Wei Dai Nov 15, 2011, 10:08 PM
39 points
What I’m afraid of is that a design will be shown to be safe, and then it turns out that the proof is wrong, or the formalization of the notion of “safety” used by the proof is wrong. This kind of thing happens a lot in cryptography, if you replace “safety” with “security”. These mistakes are still occurring today, even after decades of research into how to do such proofs and what the relevant formalizations are. From where I’m sitting, proving an AGI design Friendly seems even more difficult and error-prone than proving a crypto scheme secure, probably by a large margin, and there is no decades of time to refine the proof techniques and formalizations. There’s good recent review of the history of provable security, titled Provable Security in the Real World, which might help you understand where I’m coming from.
What links here?
- cousin_it Nov 16, 2011, 2:23 PM
  12 points
  Parent
  Your comment has finally convinced me to study some practical crypto because it seems to have fruitful analogies to FAI. It’s especially awesome that one of the references in the linked article is “An Attack Against SSH2 Protocol” by W. Dai.
  - gwern Nov 17, 2011, 1:24 AM
    8 points
    Parent
    More than fruitful analogies, I’d say: http://lesswrong.com/lw/3cz/cryptographic_boxes_for_unfriendly_ai/
- John_Maxwell Mar 23, 2012, 6:51 AM
  4 points
  Parent
  
  From where I’m sitting, proving an AGI design Friendly seems even more difficult and error-prone than proving a crypto scheme secure, probably by a large margin, and there is no decades of time to refine the proof techniques and formalizations.
  
  Correct me if I’m wrong, but it doesn’t seem as though “proofs” of algorithm correctness fail as frequently as “proofs” of cryptosystem unbreakableness.
  
  Where does your intuition that friendliness proofs are on the order of reliability of cryptosystem proofs come from?
  - Wei Dai Mar 23, 2012, 7:07 AM
    13 points
    Parent
    Interesting question.
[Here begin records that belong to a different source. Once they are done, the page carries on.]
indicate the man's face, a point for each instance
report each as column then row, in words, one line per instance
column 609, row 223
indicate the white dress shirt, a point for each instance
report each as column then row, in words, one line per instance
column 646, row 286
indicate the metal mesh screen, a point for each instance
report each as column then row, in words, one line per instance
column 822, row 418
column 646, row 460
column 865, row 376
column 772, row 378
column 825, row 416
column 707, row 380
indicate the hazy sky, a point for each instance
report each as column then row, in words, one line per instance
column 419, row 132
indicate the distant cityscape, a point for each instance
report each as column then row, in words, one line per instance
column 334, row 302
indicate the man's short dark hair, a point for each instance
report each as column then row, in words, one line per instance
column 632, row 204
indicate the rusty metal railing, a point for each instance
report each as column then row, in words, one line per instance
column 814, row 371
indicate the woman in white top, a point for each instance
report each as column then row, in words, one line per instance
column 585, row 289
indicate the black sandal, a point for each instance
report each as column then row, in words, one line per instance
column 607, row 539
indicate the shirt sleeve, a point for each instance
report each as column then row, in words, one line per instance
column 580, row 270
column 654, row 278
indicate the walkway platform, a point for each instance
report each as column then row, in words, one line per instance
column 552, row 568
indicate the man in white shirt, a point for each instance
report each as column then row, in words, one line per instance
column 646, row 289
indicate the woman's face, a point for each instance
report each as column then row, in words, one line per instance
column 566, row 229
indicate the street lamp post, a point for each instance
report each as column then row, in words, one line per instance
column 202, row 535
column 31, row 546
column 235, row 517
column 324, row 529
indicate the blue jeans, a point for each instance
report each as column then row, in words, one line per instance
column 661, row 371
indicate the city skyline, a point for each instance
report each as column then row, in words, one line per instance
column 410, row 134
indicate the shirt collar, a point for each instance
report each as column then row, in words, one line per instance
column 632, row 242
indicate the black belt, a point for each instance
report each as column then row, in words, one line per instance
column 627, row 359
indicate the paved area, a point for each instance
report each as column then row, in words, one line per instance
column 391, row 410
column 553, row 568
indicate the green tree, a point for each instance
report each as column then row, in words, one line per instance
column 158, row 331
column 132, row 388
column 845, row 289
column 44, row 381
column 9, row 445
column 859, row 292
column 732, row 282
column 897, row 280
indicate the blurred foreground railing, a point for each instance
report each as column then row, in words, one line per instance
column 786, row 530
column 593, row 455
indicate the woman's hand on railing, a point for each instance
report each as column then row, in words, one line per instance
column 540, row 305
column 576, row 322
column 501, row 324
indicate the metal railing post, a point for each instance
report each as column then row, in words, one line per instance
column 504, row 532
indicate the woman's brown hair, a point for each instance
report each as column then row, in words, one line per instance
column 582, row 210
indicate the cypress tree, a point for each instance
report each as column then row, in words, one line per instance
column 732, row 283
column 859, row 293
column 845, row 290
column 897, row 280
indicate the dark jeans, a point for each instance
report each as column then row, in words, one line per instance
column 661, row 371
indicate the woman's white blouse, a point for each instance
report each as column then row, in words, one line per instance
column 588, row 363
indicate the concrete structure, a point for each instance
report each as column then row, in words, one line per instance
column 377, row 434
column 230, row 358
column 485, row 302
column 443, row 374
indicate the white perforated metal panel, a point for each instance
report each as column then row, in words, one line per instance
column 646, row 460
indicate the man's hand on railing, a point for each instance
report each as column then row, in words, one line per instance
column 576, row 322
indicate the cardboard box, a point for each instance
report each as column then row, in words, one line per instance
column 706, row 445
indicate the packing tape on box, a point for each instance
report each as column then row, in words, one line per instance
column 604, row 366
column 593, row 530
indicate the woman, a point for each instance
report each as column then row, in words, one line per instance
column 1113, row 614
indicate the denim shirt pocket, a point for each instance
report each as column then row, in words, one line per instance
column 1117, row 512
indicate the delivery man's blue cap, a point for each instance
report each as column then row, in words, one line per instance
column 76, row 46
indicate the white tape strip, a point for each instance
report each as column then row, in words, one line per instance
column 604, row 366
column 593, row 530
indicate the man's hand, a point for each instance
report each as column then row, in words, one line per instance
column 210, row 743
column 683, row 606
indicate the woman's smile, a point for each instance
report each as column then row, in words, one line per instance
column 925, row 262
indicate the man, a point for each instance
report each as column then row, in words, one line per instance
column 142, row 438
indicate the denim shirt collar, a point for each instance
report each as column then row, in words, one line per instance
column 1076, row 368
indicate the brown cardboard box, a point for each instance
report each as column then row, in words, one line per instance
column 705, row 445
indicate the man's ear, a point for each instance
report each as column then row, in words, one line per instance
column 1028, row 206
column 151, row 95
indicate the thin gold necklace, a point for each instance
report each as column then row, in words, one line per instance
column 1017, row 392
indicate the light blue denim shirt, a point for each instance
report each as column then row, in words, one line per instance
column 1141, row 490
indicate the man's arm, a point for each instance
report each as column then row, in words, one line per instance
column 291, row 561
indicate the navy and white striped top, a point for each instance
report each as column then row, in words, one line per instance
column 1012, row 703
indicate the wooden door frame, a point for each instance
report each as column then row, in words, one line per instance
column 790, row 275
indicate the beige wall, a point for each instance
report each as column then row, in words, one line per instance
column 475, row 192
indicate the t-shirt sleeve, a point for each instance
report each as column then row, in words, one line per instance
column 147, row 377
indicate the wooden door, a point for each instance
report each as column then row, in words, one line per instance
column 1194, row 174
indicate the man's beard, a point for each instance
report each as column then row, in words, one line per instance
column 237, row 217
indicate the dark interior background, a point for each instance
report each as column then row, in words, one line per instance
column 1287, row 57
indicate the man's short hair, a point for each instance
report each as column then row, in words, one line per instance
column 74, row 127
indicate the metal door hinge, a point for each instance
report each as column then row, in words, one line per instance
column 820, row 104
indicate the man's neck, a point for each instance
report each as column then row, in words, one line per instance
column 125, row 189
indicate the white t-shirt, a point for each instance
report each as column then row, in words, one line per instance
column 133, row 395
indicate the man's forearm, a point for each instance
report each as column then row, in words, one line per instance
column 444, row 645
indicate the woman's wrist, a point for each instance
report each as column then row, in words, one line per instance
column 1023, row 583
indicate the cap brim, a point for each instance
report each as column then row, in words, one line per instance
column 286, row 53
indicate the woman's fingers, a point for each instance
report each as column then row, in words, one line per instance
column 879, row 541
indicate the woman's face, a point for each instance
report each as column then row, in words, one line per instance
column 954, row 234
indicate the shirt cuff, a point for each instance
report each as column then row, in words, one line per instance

I guess proofs of algorithm correctness fail less often because:
    
    It’s easier to empirically test algorithms to weed out the incorrect ones, so there are fewer efforts to prove conjectures of correctness that are actually false.
    It’s easier to formalize what it means for an algorithm to be correct than for a cryptosystem to be secure.
    
    In both respects, proving Friendliness seems even worse than proving security.
- CarlShulman Nov 15, 2011, 10:25 PM
  0 points
  Parent
  
  What I’m afraid of is that a design will be shown to be safe, and then it turns out that the proof is wrong, or that the formalization of the notion of “safety” used by the proof is wrong.
  
  Thanks for clarifying.
  
  This kind of thing happens a lot in cryptography,
  
  I agree.